- Oleh MC KOTA PADANG
- Jumat, 22 November 2024 | 16:19 WIB
: Nicke Widyawati selaku Direktur Utama Pertamina pada Southeast Asia-Latin American Dialouges (SALA Dialogues) yang dilaksanakan pada Rabu (16/10/2024) di INSEAD Hoffmann Institute, Singapura/ foto: Pertamina
Oleh Mukhammad Maulana Fajri, Kamis, 17 Oktober 2024 | 11:19 WIB - Redaktur: Untung S - 282
Jakarta, InfoPublik – PT Pertamina (Persero) memaparkan roadmap bisnisnya di bidang biofuels dan dekarbonisasi kepada pebisnis dan praktisi internasional di Southeast Asia-Latin American Dialogues (SALA Dialogues), yang diadakan pada Rabu (16/10/2024) di INSEAD Hoffmann Institute, Singapura. Nicke Widyawati, Direktur Utama Pertamina, memimpin diskusi dalam sesi bertajuk Fuelling the Future: Biofuels and the Decarbonization Journey.
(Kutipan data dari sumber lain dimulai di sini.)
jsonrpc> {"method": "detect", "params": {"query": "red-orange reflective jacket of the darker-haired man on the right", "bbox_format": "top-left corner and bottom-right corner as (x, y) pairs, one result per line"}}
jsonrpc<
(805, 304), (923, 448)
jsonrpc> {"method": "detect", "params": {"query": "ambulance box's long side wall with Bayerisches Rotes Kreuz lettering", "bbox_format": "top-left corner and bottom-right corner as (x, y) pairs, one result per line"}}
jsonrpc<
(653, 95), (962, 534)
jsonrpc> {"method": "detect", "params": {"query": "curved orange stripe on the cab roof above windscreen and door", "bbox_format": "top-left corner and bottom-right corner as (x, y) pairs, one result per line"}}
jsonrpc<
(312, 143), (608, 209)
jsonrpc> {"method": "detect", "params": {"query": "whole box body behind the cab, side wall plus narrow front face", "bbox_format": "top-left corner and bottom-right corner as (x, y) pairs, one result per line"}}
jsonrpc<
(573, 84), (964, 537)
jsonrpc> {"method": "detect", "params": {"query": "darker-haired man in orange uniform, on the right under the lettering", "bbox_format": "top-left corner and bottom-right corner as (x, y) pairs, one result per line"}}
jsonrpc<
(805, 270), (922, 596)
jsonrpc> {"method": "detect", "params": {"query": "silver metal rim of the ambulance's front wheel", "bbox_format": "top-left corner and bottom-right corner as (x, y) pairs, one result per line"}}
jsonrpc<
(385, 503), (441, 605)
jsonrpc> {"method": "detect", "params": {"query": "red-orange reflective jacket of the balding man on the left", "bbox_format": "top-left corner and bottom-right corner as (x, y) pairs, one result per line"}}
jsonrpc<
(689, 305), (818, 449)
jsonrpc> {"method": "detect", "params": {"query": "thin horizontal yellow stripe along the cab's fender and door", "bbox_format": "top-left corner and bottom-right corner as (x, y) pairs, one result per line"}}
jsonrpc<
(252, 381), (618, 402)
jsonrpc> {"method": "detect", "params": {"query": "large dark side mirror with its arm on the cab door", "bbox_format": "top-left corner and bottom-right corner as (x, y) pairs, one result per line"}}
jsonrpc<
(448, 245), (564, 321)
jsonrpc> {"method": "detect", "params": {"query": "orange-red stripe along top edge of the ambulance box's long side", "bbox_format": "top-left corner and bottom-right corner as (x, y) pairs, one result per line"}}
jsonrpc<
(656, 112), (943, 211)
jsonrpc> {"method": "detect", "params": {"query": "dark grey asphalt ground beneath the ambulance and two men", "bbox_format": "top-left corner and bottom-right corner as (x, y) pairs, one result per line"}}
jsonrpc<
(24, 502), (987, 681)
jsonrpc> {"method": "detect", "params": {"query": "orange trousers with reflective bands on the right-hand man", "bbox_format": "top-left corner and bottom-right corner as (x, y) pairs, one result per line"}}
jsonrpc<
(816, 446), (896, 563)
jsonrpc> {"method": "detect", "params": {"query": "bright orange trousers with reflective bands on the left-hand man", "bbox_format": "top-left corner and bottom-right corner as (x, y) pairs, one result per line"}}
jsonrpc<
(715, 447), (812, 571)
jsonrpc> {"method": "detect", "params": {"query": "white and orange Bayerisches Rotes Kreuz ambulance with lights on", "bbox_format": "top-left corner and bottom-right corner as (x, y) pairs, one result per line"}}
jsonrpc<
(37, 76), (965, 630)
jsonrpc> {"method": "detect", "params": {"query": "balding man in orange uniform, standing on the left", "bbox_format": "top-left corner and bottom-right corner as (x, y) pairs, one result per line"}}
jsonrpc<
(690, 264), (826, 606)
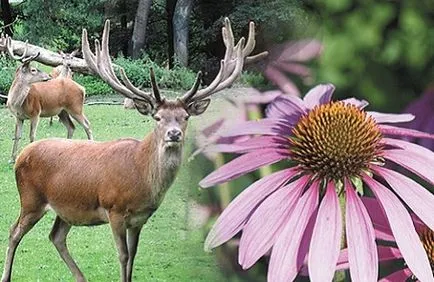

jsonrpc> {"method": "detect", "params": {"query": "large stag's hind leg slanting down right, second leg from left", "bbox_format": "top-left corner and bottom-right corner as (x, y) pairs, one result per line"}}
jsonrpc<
(49, 216), (86, 282)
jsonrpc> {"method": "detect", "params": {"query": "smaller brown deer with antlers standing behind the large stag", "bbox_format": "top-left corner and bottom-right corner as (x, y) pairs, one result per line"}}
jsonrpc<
(0, 37), (92, 162)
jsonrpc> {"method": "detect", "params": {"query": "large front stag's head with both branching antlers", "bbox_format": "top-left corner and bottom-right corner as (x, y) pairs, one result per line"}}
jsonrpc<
(82, 18), (267, 146)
Nicke menjelaskan bahwa Indonesia saat ini menghadapi empat tantangan utama: menjadi net importir minyak, mencapai target Net Zero Emission 2060, mencapai status negara berpenghasilan tinggi, dan menciptakan lapangan kerja. Ia menyebut bahwa biofuel dan program dekarbonisasi dapat menjadi solusi strategis bagi tantangan tersebut.
“Indonesia melalui Pertamina telah mengimplementasikan biodiesel sejak 2010, dan kini telah berhasil memproduksi serta memanfaatkan Biodiesel B35, yang terbukti sukses mensubstitusi impor solar. Sejak April 2019, Pertamina tidak lagi mengimpor solar dan avtur, serta B35 berhasil menurunkan emisi CO2 hingga 32,7 juta ton pada tahun 2023,” ujar Nicke dalam keterangan pers Pertamina pada Kamis (17/10/2024).
Nicke menyoroti keunggulan biodiesel dibandingkan biofuel lainnya, terutama dalam hal kemudahan proses pencampuran (blending) dengan bahan bakar fosil. Biodiesel dapat di-blending langsung di terminal akhir, tanpa perlu diproduksi di kilang berskala besar.
"Keistimewaan biodiesel terletak pada proses blending yang mudah dilakukan di terminal akhir bahan bakar. Pertamina memiliki lebih dari 1000 fuel terminal di Indonesia, sehingga inisiatif ini dapat mendorong pembangunan pabrik bioethanol, menciptakan lapangan kerja, dan meningkatkan ekonomi lokal," tambah Nicke.
Pertamina berencana memperluas kesuksesan biodiesel ini ke produk gasoline untuk menurunkan impor serta memperkuat ketahanan energi nasional. Saat ini, Pertamina telah memulai produksi biofuel E5 di beberapa wilayah, termasuk Jawa Timur.
“Kami telah meluncurkan biofuel E5 di beberapa wilayah di Jawa, dan akan secara bertahap meningkatkan penggunaannya,” jelas Nicke.
Dalam SALA Dialogues ini, Nicke juga menekankan pentingnya kolaborasi internasional untuk melaksanakan transisi energi berkelanjutan. Pertamina membuka peluang kerjasama dengan negara-negara di Amerika Latin, khususnya dalam mengembangkan biodiesel dan bioethanol.
“Kami melihat potensi besar untuk kolaborasi antara Indonesia dan Brasil dalam program bioethanol. Kami ingin belajar dari Brasil tentang bagaimana mereka berhasil mengimplementasikan bioethanol secara holistik, mulai dari proses plantation hingga regulasi dan teknologi. Diharapkan, program ini dapat mendukung pencapaian target Net Zero Carbon,” ungkap Nicke.
SALA Dialogues dihadiri oleh sekitar 150 pelaku bisnis dan praktisi lintas sektor dari berbagai negara di Southeast Asia dan Latin America. Acara ini bertujuan untuk membangun kolaborasi global dalam menemukan solusi untuk tantangan Net Zero Carbon dan ketahanan pangan, yang sekaligus membuka peluang bisnis dan investasi antarnegara.
Pertamina, sebagai pemimpin transisi energi di Indonesia, berkomitmen untuk mendukung target Net Zero Emission 2060. Semua upaya yang dilakukan Pertamina, termasuk pengembangan biofuels dan inisiatif dekarbonisasi, sejalan dengan penerapan Environmental, Social & Governance (ESG) di seluruh lini bisnis perusahaan.